Je l’ai « rencontrée » à l’âge de 20 ans. Et, de temps en temps, sa poésie resurgissait dans ma vie. Je m’organisais une « nuit Emily Dickinson » au cours de laquelle je m’abreuvais de ses poèmes. Parfois dans la vie, lorsqu’on traverse des moments délicats, on puise de l’énergie dans les mots des autres. D’année en année, sa poésie m’est devenue de plus en plus familière. Des vers sont restés gravés et je me les répète comme des phrases consolidantes, comme des compagnes de vie. Emily Dickinson est devenue une sorte de sœur (rires).
Qu’est-ce qui vous attire chez cette poétesse ?
Sa vie, peu conventionnelle, que je raconte dans le spectacle ! À une période de sa vie, cette femme a décidé de ne plus sortir de sa maison, ni même de sa chambre. De cet endroit a émergé une poésie singulière. À travers ses mots, ses vers, cette femme exprime une vision très lucide de la vie, du rapport à l’amour, à la mort…
Beaucoup de fantasmes et de mystères entourent la vie de cette femme.
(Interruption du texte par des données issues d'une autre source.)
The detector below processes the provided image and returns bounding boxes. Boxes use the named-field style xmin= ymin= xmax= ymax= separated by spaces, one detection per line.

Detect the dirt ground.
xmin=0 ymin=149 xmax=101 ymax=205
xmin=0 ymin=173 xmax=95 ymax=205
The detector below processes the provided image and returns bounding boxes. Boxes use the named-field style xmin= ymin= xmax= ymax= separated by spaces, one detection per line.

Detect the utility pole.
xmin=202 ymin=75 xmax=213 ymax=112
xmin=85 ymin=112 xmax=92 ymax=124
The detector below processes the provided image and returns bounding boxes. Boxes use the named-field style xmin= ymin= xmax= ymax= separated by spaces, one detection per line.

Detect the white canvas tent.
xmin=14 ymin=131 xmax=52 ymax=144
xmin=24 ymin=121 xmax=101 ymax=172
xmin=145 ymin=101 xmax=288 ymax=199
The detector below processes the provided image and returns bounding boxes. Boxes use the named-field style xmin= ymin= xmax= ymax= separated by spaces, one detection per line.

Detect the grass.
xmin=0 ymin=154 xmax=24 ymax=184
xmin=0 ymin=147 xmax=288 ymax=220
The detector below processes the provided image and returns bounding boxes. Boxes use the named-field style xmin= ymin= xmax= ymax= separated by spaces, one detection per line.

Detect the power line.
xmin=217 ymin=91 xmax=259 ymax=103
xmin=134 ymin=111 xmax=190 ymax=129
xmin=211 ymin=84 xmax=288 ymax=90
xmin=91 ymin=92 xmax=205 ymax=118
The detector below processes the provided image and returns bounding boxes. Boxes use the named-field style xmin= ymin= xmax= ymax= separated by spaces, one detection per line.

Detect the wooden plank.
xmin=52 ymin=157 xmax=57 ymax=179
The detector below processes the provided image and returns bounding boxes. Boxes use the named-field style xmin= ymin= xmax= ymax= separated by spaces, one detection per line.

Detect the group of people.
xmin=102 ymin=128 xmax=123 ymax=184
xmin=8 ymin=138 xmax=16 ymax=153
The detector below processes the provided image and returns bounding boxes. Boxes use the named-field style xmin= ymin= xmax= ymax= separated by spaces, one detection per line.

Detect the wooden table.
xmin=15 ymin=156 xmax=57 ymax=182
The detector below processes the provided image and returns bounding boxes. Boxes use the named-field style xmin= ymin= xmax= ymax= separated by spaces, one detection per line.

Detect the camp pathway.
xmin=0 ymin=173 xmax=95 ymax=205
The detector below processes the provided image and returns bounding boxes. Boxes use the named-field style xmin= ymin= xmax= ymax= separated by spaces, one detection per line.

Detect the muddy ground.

C’est aussi cela qui vous inspire ?
Oui. J’assume d’ailleurs devant le public ce que je raconte ! C’est mon point de vue. Je ne prétends pas dire la vérité sur Emily Dickinson. Le spectacle est une enquête sur la vie de cette femme. Il a sans doute pour vocation de déconstruire le mythe et tenter de lui donner une dimension plus humaine, plus complexe.
J’essaie de creuser, de découvrir les causes de sa réclusion. Est-ce réellement dû à une fragilité psychique, un trouble mental ? Ou est-ce tout simplement la vocation d’une femme écrivaine, de quelqu’un qui refuse de se plier aux règles imposées par la société… En effet, on imagine beaucoup de choses sur Emily Dickinson, mais personne ne connait vraiment sa biographie.

Restitution de la résidence artistique de Clémence Laboureau qui a eu lieu sur le centre de Savines le lac. ©Philippe Marini/CCAS
Emily Dickinson n’obtiendra la reconnaissance de son œuvre qu’à titre posthume… Or, selon vous, elle incarne toutefois une certaine idée de l’émancipation ?
Oui ! Et je défends cette idée. L’émancipation ne se mesure pas au regard ou au jugement des autres. Dans le spectacle, j’explique d’ailleurs qu’elle ne souhaitait pas vraiment publier d’écrits de son vivant. Parfois, un envoi de poèmes à ses amis accompagné de petites fleurs suffisait à son bonheur. Écrire pour entretenir le lien intime.
Je suis persuadée qu’Emily Dickinson avait une vie intérieure très riche. Elle n’avait nul besoin de recevoir la validation de sa famille, d’une presse littéraire, ou du public. Ce postulat a d’ailleurs une certaine résonnance dans la société actuelle dans laquelle se développe de plus en plus le rapport à l’image.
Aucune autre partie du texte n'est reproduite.